LIVE STREAM: Michigan State interim President Engler testifies before US Senate on Nassar scandal

Michigan State University Interim President John Engler (WDIV)
Michigan State University Interim President John Engler (WDIV)

WASHINGTON – John Engler will testify Tuesday before a U.S. Senate panel as the investigation into former Michigan State University physician Larry Nassar's sex abuse scandal continues. 

Engler, who was appointed interim university president after longtime president Lou Anna Simon resigned, is set to testify before the Senate Committee on Commerce, Science and Transportation, subcommittee on Consumer Protection, Product Safety, Insurance and Data Security.

  • Hearing scheduled to begin at 2:30 p.m. -- watch live here (above)
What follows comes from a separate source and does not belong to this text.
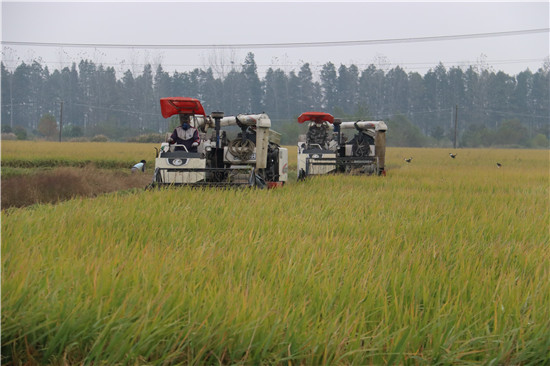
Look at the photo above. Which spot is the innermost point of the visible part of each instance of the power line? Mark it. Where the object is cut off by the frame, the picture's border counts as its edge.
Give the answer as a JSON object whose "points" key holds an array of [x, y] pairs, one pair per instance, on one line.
{"points": [[283, 45]]}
The hearing is set to explain what changes have been made by the university to protect young athletes from sexual predators such as Nassar.  Witnesses include Engler and the following: 

  • Ms. Susanne Lyons, Acting Chief Executive Officer, United States Olympic Committee
  • Ms. Kerry Perry, President and Chief Executive Officer, USA Gymnastics  
  • Mr. Han Xiao, Chairman, Athletes' Advisory Council   

Michigan State searching for new president

Engler is expected to hold on to his title for another year as the school plans to name the next president by June 2019. The search committee will be formed in August, school officials said.

Engler said his focus during the next year will be to pave the way for a smooth transition.

Trustees Dianne Byrum and Melanie Foster are leading the search. They're focused on getting as much input as possible to form the search committee and determine what the next president needs to bring to the table, MSU said.

"Given what's happened, they have to be a good listener, obviously," Byrum said.

"I would add (that they need) to understand and to voice institutional integrity," Foster said.

Two faculty members and two students were at the meeting, demanding to know why people who hired the interim president should be trusted to hire the permanent one.

"You cannot equate the crisis this university was in in January to the long hiring process of the next president of the university," a faculty member said.